The Kansas-Nebraska Act was only one of a long list of compromises in the middle decades of the nineteenth century. Despite these attempts, the slavery debate only became more heated throughout the 1850s. Northerners, seeing the hypocrisy of “states rights” advocates, chafed when a new Fugitive Slave Act (1850) required the use of federal marshals to return escaped slaves. An unintended consequence of Douglas’s bill resulted in fraudulent elections and violence in Kansas in 1855 and 1856. South Carolina Representative Preston Brooks bludgeoned Massachusetts anti-slavery Senator Charles Sumner on the Senate floor after an 1856 speech. In 1857, the Supreme Court handed down the Dred Scott decision, which decreed that African Americans could not be citizens and, based on one’s right to bring property across state lines, effectively erased the division between free and slave states. Slavery, unspoken but protected in the Constitution and mitigated by antebellum compromisers, was a tinderbox about to roar to fire.

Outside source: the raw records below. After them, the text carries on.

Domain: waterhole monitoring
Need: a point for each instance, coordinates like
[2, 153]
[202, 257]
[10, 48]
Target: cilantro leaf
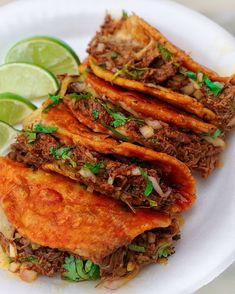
[118, 134]
[55, 101]
[31, 137]
[79, 270]
[81, 96]
[62, 153]
[38, 128]
[149, 184]
[114, 55]
[214, 135]
[136, 248]
[96, 167]
[215, 87]
[163, 250]
[166, 54]
[95, 114]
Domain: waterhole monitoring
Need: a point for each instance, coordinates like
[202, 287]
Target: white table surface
[222, 12]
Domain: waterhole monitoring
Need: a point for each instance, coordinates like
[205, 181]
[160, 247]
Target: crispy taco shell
[72, 132]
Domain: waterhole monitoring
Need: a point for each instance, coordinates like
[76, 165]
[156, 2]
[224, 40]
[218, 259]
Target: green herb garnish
[215, 87]
[31, 137]
[96, 167]
[136, 248]
[118, 134]
[77, 269]
[63, 153]
[81, 96]
[38, 128]
[214, 135]
[55, 101]
[149, 184]
[163, 250]
[124, 14]
[95, 114]
[166, 54]
[114, 55]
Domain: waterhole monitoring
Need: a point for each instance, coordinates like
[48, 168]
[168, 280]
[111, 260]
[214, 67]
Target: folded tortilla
[50, 224]
[142, 121]
[131, 53]
[136, 175]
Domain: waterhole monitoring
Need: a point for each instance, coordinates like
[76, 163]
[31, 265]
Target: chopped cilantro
[38, 128]
[96, 167]
[214, 135]
[136, 248]
[95, 114]
[124, 14]
[114, 55]
[118, 134]
[55, 101]
[163, 250]
[62, 152]
[30, 258]
[215, 87]
[149, 184]
[31, 137]
[166, 54]
[81, 96]
[79, 270]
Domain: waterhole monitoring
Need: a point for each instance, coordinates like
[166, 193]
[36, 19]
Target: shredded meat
[114, 178]
[192, 149]
[49, 262]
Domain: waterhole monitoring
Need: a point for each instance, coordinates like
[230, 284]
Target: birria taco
[131, 53]
[50, 225]
[131, 117]
[55, 140]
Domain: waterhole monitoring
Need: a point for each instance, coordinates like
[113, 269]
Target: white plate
[208, 237]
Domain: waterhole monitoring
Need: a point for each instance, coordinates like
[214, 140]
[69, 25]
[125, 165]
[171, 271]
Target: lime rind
[48, 52]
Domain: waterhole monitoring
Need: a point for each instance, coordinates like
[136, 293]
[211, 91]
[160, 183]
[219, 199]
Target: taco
[131, 53]
[50, 225]
[119, 113]
[138, 176]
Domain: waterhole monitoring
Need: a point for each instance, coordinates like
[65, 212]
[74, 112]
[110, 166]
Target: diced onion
[114, 284]
[14, 267]
[136, 172]
[156, 186]
[110, 180]
[147, 131]
[28, 275]
[217, 142]
[153, 123]
[86, 173]
[12, 251]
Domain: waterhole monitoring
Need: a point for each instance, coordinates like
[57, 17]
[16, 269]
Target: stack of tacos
[97, 180]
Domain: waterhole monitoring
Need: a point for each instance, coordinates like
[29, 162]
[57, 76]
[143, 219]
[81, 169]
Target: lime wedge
[7, 137]
[50, 53]
[14, 108]
[27, 80]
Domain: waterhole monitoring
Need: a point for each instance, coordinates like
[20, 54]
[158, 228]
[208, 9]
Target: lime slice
[7, 137]
[50, 53]
[27, 80]
[14, 108]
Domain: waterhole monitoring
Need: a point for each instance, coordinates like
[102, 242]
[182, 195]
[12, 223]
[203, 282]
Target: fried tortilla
[58, 227]
[140, 177]
[132, 54]
[107, 109]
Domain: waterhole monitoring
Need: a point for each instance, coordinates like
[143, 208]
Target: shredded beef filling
[192, 149]
[148, 65]
[49, 262]
[106, 175]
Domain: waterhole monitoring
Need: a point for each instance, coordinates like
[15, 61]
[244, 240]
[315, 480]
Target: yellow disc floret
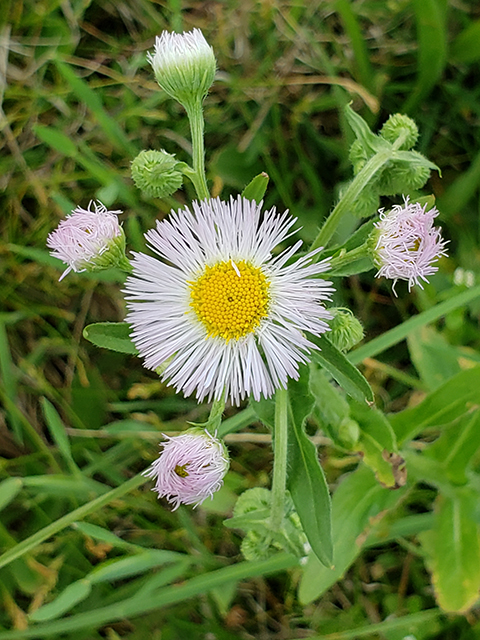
[230, 298]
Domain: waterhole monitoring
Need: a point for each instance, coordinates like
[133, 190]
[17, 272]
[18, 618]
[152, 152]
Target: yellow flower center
[230, 299]
[181, 470]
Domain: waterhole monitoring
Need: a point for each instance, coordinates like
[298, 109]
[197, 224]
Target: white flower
[190, 468]
[224, 313]
[407, 243]
[184, 65]
[88, 240]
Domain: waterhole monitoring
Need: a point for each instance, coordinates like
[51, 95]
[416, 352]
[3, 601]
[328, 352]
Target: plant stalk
[195, 116]
[280, 444]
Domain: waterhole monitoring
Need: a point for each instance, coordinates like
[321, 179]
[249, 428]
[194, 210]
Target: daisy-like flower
[190, 468]
[220, 312]
[407, 244]
[88, 240]
[184, 65]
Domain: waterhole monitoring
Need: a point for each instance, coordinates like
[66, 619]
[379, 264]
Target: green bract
[156, 173]
[184, 65]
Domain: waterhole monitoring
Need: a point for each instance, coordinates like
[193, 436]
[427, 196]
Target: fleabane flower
[222, 311]
[191, 467]
[88, 240]
[406, 244]
[184, 65]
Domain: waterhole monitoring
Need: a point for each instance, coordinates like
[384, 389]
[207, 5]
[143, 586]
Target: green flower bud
[184, 65]
[404, 176]
[260, 542]
[157, 173]
[346, 330]
[397, 125]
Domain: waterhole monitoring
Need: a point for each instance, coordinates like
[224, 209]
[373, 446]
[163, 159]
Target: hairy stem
[279, 481]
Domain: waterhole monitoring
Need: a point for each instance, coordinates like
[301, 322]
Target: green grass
[79, 102]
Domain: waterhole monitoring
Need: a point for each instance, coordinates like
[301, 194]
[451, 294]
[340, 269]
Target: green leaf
[357, 505]
[330, 408]
[370, 142]
[306, 480]
[256, 189]
[72, 595]
[256, 520]
[341, 369]
[453, 551]
[448, 402]
[111, 335]
[378, 445]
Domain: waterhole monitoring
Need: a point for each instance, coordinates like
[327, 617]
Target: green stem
[216, 413]
[125, 265]
[357, 185]
[195, 116]
[280, 444]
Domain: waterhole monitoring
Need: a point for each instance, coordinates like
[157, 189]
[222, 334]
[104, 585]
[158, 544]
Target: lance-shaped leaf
[111, 335]
[358, 505]
[378, 445]
[306, 480]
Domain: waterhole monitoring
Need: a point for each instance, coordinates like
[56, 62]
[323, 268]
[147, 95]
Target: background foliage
[78, 102]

Lincoln recognized the problems slavery presented for the nation, and in his debates with Douglas, focused his attention on the nationalization of slavery, both West and North. After he was nominated as the Republican candidate for the Senate, he spoke to the convention, famously asserting that “a house divided against itself cannot stand.” The House Divided speech, delivered at Springfield, Illinois, on June 17, 1858, is the opening piece of this book. Though he would lose the Senate race, the rest of the book details Lincoln’s intellectual combat with Douglas over slavery. This book is a third edition, identified by the line over publisher’s imprint on the back of the title page, the numeral “2” at bottom of page 13, and publisher’s advertisements bound in at head.
Harrison Yerkes (1841-1899) enlisted as soon as the Civil War erupted, but since he was under 21 years of age in 1861, his father removed him from service. As soon as he reached the age of majority, he enlisted in the 31st Michigan Infantry Company, and remained in the Army for the remained of the war. He returned to Michigan, purchased two tracts of land, which he farmed until retiring in 1891. He was a lifelong Republican, though never held office.
Light green boards faded, blind stamped, gilt lettering on spine, “Harrison Yerkes Northville, Mich 1860” erased from free front endpaper, same present (minus date) on verso of ffep, bep, and back paste down. Very minor scattered foxing. Publishers advertisements bound into headmatter Minor shelf wear. Tight.
Paul Leake, History of Detroit, Volume II (Chicago: Lewis, 1912) pp. 765.